One can think of Debian testing as the "next-stable".
How does it works?
1. Upstream release a new version, it goes to unstable.
2. Package is tested for some days in unstable and get promoted to testing.
So telling that testing doesn't get security updates is somewhat incorrect, since you are grabing recent software. But by the other hand having too recent software also has its downside ;)
I simplified a bit. Yes, Debian testing gets new updates, which means it gets security updates. Eventually. It can (and does) take days for critical security updates to migrate from unstable to testing after stable has access to patched version.
I'm sorry, was my message unclear? There were no assumptions.
I'm speaking from experience that when I was using Debian testing I would usually receive security updates days after they are available for Debian stable.
Obviously security updates for stable do not go through normal release cycle.
I wasn't commenting stable security updates, but lack of timely access to security updates on testing.
Agreed, but that's actually an (UX) problem that Debian should fix. "Testing" is an awful name for "stable enough for normal use". When I first installed Debian I made the same error of installing stable on desktop and then fighting with it to install packages from testing... Just renaming testing to "regular" would prevent lots of wasted time all around.
It's been this way forever, though - when I started woody was "stable" but obsolete the day it was released. Since "stable" and "testing" are aliases of branch names, changing them would break scripts all over the place. You move to Debian, you have to learn to speak the language.
Though the truly baffling bit of Debianese is "contrib" which means "this is free software but depends on non-free software." I can kinda see how it came to mean that, but it's very non-intuitive.

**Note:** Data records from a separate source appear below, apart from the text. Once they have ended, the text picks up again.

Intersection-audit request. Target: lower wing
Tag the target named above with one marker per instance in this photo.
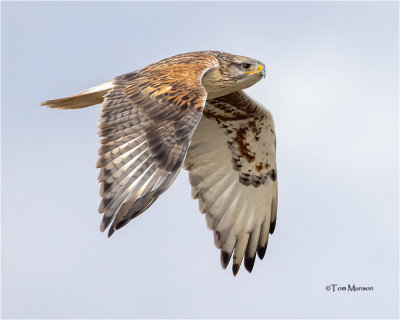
(232, 170)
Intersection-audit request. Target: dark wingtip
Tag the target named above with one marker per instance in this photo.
(235, 269)
(249, 263)
(261, 252)
(272, 227)
(110, 232)
(225, 257)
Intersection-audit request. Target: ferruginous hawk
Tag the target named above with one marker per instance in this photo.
(189, 110)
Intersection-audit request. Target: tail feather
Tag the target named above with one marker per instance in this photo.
(82, 99)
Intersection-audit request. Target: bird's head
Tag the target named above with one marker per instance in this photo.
(236, 72)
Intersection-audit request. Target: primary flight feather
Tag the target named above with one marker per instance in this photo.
(189, 111)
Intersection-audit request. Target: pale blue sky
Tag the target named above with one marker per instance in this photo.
(332, 86)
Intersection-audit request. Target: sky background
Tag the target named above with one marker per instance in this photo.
(332, 86)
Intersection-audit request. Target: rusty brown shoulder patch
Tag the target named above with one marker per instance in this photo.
(243, 146)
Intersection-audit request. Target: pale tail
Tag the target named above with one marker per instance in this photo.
(82, 99)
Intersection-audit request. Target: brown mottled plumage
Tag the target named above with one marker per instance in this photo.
(152, 124)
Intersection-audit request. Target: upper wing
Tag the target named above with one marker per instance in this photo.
(233, 174)
(146, 122)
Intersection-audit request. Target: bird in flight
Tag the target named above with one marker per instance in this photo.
(189, 111)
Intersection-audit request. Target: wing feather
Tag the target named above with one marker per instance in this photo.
(146, 124)
(232, 170)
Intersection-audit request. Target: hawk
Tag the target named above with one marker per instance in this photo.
(189, 111)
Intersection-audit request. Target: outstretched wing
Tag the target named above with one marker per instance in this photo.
(146, 124)
(232, 170)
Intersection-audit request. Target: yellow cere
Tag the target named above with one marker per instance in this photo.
(255, 71)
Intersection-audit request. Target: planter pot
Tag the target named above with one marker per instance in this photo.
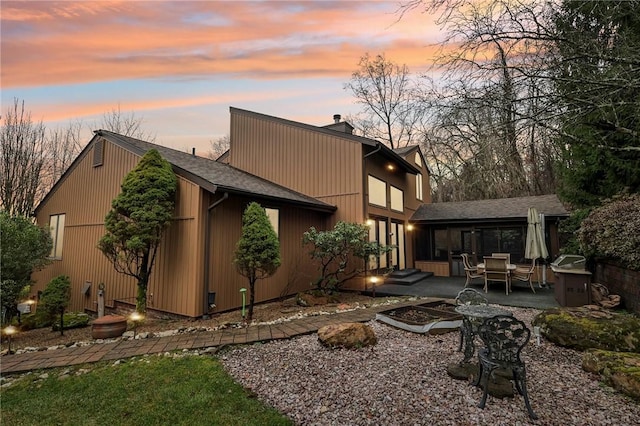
(108, 326)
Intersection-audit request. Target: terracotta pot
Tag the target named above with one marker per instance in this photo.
(108, 326)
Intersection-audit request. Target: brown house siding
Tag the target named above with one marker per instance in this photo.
(321, 166)
(85, 197)
(295, 273)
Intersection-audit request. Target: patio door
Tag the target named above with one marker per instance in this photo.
(396, 238)
(461, 241)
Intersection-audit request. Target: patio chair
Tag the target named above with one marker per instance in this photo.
(495, 269)
(468, 296)
(504, 338)
(470, 271)
(525, 274)
(502, 256)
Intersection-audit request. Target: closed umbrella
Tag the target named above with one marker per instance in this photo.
(535, 247)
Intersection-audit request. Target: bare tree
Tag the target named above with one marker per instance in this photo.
(218, 147)
(22, 152)
(125, 124)
(63, 146)
(495, 118)
(389, 97)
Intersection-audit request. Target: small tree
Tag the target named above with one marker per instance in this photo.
(257, 254)
(341, 253)
(137, 218)
(24, 249)
(55, 299)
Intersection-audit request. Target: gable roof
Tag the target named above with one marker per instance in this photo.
(500, 209)
(211, 175)
(385, 151)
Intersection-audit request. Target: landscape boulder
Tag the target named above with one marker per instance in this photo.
(351, 335)
(591, 326)
(621, 370)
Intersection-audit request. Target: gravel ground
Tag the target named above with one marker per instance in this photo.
(403, 381)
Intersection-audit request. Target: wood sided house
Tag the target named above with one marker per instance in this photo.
(443, 231)
(303, 175)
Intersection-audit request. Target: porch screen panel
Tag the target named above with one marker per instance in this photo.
(440, 245)
(394, 242)
(382, 239)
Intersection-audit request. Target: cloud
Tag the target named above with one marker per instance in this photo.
(57, 43)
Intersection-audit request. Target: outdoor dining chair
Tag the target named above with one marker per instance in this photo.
(468, 296)
(502, 256)
(504, 338)
(470, 270)
(495, 269)
(525, 274)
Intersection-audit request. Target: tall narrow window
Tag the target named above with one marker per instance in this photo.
(98, 152)
(397, 199)
(274, 218)
(377, 192)
(56, 224)
(418, 160)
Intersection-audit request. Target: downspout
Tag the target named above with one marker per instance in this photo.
(207, 253)
(364, 177)
(364, 203)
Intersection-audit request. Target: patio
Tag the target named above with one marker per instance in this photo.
(448, 288)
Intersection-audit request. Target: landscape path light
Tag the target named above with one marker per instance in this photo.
(136, 317)
(10, 331)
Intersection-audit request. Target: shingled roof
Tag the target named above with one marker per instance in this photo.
(216, 176)
(502, 209)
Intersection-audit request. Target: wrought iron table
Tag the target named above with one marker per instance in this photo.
(473, 316)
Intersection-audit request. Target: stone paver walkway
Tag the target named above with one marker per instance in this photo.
(129, 348)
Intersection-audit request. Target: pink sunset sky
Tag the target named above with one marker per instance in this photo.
(180, 65)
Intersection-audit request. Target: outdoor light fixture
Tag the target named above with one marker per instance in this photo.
(136, 317)
(10, 331)
(536, 332)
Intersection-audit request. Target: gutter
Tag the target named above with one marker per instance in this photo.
(207, 253)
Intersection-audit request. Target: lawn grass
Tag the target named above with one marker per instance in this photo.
(155, 390)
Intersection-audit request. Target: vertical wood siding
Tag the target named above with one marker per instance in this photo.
(322, 166)
(84, 197)
(295, 273)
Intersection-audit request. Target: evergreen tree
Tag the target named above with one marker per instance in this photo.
(25, 248)
(257, 254)
(137, 218)
(55, 298)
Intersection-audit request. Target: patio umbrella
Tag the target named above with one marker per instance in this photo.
(535, 247)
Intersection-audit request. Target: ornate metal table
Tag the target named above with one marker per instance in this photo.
(474, 315)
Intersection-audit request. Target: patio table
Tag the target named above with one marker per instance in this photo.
(475, 315)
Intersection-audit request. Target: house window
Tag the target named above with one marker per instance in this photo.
(274, 218)
(98, 152)
(377, 192)
(397, 200)
(56, 226)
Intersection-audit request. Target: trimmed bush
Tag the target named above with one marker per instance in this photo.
(612, 231)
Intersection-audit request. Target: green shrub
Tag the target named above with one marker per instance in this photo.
(41, 319)
(612, 231)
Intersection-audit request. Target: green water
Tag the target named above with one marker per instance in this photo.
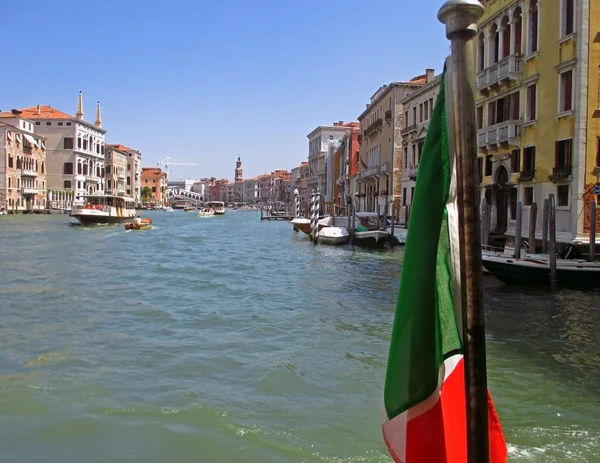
(226, 339)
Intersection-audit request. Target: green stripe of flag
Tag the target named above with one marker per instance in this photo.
(424, 330)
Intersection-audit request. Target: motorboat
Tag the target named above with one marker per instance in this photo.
(206, 212)
(303, 224)
(334, 236)
(103, 209)
(217, 206)
(145, 224)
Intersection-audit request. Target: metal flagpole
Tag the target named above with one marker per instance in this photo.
(460, 18)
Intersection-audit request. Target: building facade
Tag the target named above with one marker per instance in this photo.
(319, 141)
(154, 186)
(74, 150)
(22, 165)
(537, 111)
(117, 177)
(380, 159)
(418, 108)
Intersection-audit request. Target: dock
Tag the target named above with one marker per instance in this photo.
(267, 214)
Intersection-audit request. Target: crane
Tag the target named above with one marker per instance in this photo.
(167, 162)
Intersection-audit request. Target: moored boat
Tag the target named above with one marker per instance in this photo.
(334, 235)
(104, 209)
(144, 224)
(206, 212)
(570, 273)
(217, 206)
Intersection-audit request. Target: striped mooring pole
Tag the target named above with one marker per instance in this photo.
(315, 224)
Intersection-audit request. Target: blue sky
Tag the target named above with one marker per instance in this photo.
(204, 81)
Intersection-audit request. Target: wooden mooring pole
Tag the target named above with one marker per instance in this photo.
(545, 226)
(518, 230)
(593, 231)
(552, 240)
(532, 224)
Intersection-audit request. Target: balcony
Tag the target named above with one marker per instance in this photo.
(560, 173)
(504, 71)
(526, 176)
(412, 171)
(370, 172)
(505, 133)
(373, 127)
(28, 173)
(408, 129)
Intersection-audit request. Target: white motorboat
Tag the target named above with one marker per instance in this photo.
(206, 212)
(101, 209)
(334, 235)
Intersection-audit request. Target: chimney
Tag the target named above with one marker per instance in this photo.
(430, 73)
(98, 122)
(79, 114)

Testing is only ok for desktops if you are ok with reinstalling it every so often, like with other distros. It won't last longer than your hardware, and will get odd problems after an upgrade once in a while.
Stable basically means it won't change, and says nothing about freshness. Debian has recently adopted a policy of releasing on a time basis, so it's never very stale.
But yeah it's often that people don't understand what's Debian stable and its trade offs compared to Testing and end up unhappy with it or switching to Ubuntu (which is ~very~ similar to Debian Testing).